In 2006, Marian honored her late husband William Brimmer with a $1 million gift to create the William N. Brimmer Legal Education Center in the College of Law. This facility is a state-of-the-art, multidimensional space that can be configured as a high-tech courtroom, a classroom or a lecture hall to better prepare students for practice in modern courtrooms and also to host actual trial proceedings and other events.

In 2012, Marian donated more than $12 million for the Marian H. Rochelle Gateway Center, a dramatic, 67,000-plus-square-foot, $35 million welcoming center with a state-of-the-art technological infrastructure that, with the leadership of Marian, was funded entirely through private support. The center is a lifetime home for the entire UW family, whether they are future students, current students, alumni, donors or friends. It also embodies Marian’s vision of inspiring students to reach for their dreams.

Marian together with her daughter April also contributed $500,000 to commission the breathtaking D. Michael Thomas sculpture Breakin’ Through at the Gateway Center.
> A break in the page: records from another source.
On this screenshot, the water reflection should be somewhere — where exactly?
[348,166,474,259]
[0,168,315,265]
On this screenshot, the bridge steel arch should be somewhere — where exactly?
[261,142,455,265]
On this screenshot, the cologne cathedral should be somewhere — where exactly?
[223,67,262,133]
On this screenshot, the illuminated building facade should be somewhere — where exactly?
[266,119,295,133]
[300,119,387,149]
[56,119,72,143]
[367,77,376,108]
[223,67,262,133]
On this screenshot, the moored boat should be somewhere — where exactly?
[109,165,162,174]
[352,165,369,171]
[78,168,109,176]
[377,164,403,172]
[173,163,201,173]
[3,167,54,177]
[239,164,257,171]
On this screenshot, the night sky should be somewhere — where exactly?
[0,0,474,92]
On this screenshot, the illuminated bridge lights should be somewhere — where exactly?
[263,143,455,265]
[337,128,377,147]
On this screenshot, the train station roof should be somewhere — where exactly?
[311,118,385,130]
The sculpture of a woman rider breaking through a wall of Wyoming sandstone epitomizes the vision of the Marian H. Rochelle Gateway Center and of Wyoming women in the Equality State. It also stands as a symbol of all that Marian represents.

Marian also supported many other things across the nation that she believed in so strongly—neurological research into dementia and Parkinson’s, national veterans groups and animal shelters, among other things.
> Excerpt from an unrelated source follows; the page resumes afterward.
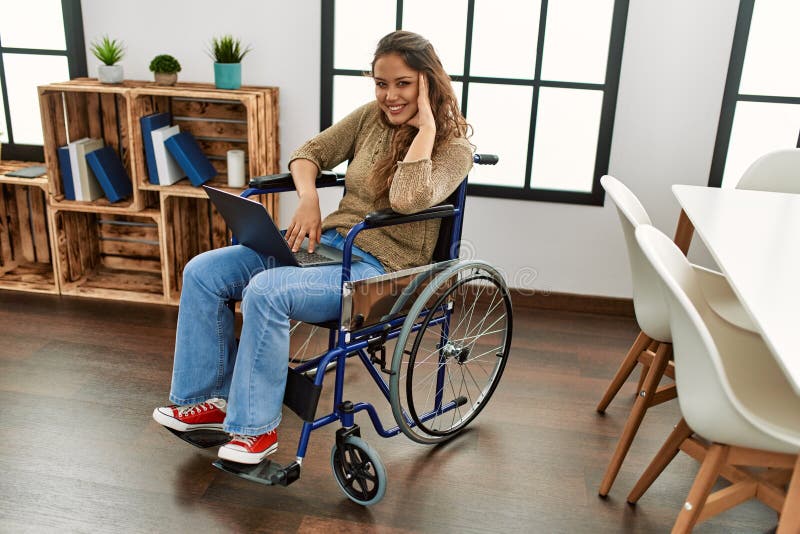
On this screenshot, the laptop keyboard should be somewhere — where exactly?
[294,250,331,265]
UW is so very grateful for the great impact of Marian’s philanthropy. In 1990, the College of Agriculture and Natural Resources awarded her the Outstanding Donor award; she received the UW President’s Cornerstone Award in 1999; and in 2000, she received the Athletics Hall of Fame Special Achievement Award.

“Marian was a beloved friend to me,” says Ben Blalock, president/CEO of the UW Foundation. “Her remarkable giving that has truly transformed Wyoming’s university provided me the privilege to work with Marian for two decades. Yet it is the joy of the friendship we shared that is my lifetime bond with Marian.”
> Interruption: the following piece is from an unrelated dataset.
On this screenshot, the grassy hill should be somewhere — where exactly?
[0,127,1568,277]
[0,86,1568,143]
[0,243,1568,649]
Marian’s passion for giving has forever changed the University of Wyoming. Hundreds of millions in private giving and state of Wyoming matching support continue to come to UW as a result of Marian’s willingness to lead the way. The UW family is forever grateful to Marian H. Rochelle—a transformational leader with a commitment to make our world a better place through education.

“When I think about Marian, I think of that fabulous glint in her eye that represented her great spirit, her great mind and her great resolve to find solutions,” Mead says. “Marian’s life was a life well-lived, a life of giving, of caring and loving. Thank you for making Wyoming a better place.”